Speed Control Based on ESO for the Pitching Axis of Satellite Cameras

1Department of Precision Machinery and Precision Instrumentation, University of Science and Technology of China, Hefei 230027, China
2Key Lab of Electric and Control of Anhui Province, Anhui Polytechnic University, Wuhu 241000, China
3Changchun Institute of Optics, Fine Mechanics and Physics, Chinese Academy of Sciences, Changchun 130033, China

Received 20 November 2015; Revised 19 February 2016; Accepted 13 March 2016

Academic Editor: Mingcong Deng

Copyright © 2016 BingYou Liu et al. This is an open access article distributed under the Creative Commons Attribution License, which permits unrestricted use, distribution, and reproduction in any medium, provided the original work is properly cited.

Abstract

The pitching axis is the main axis of a satellite camera and is used to control the pitch posture of satellite cameras.
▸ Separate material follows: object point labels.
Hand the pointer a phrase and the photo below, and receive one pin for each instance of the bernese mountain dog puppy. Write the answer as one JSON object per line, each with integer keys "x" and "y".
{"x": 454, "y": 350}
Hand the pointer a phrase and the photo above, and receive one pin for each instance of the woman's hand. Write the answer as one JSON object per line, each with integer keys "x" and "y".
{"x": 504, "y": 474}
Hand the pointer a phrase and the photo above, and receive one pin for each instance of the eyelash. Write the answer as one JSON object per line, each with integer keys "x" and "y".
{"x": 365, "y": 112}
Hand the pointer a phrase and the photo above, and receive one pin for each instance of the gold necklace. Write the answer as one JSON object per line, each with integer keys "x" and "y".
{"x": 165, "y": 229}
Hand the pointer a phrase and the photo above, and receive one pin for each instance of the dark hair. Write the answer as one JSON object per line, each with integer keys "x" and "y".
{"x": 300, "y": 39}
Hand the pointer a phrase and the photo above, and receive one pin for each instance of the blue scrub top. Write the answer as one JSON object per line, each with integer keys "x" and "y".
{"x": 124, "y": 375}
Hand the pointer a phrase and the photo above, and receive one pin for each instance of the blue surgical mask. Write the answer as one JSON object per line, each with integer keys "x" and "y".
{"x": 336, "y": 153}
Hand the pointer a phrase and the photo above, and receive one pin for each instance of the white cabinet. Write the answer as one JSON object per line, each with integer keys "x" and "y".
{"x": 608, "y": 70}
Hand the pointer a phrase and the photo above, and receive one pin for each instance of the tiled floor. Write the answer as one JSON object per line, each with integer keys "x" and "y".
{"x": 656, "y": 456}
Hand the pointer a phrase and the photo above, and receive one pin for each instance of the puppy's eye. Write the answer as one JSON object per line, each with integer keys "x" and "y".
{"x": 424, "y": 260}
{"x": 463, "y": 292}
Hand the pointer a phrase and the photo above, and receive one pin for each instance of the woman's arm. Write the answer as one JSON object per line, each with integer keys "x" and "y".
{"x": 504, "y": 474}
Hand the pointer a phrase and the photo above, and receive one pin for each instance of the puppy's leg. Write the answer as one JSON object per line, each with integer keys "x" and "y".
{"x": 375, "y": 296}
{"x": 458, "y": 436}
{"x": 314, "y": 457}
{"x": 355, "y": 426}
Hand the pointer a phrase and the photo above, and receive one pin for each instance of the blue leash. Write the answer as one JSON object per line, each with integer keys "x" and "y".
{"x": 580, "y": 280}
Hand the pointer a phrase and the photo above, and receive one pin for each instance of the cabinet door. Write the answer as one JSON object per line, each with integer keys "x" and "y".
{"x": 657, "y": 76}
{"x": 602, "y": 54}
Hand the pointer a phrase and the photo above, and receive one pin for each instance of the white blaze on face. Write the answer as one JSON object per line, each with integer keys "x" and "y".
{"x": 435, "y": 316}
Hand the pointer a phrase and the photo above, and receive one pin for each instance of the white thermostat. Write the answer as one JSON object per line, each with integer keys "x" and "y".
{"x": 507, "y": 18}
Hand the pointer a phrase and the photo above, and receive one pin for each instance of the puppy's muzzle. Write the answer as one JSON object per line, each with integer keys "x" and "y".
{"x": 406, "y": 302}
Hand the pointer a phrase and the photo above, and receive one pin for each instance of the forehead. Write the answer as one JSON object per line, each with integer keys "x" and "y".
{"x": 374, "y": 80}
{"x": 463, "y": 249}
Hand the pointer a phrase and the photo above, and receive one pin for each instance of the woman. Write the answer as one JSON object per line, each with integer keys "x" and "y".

A control strategy based on extended state observer (ESO) is designed to obtain a fast response speed and highly accurate pitching axis control system and eliminate disturbances during the adjustment of pitch posture. First, a sufficient condition of stabilization for ESO is obtained by analyzing the steady-state error of the system under step input. Parameter tuning and disturbance compensation are performed by ESO. Second, the ESO of speed loop is designed by the speed equation of the pitching axis of satellite cameras. The ESO parameters are obtained by pole assignment. By ESO, the original state variable observes the motor angular speed and the extended state variable observes the load torque. Therefore, the external load disturbances of the control system are estimated in real time. Finally, simulation experiments are performed for the system on the cases of nonload starting, adding external disturbances on the system suddenly, and the load of system changing suddenly. Simulation results show that the control strategy based on ESO has better stability, adaptability, and robustness than the PI control strategy.

1. Introduction

Pitching axis is an important axis of the posture control system of a satellite camera. The control system of pitching axis adopts a three-loop servo control system: the current loop, speed loop, and position loop. The disturbances of the speed loop are greater than those in the other two loops. Therefore, the speed loop should be controlled in real time to achieve good performances for the control system of the pitching axis. This paper uses an extended state observer (ESO) in the speed loop control system to obtain good performances.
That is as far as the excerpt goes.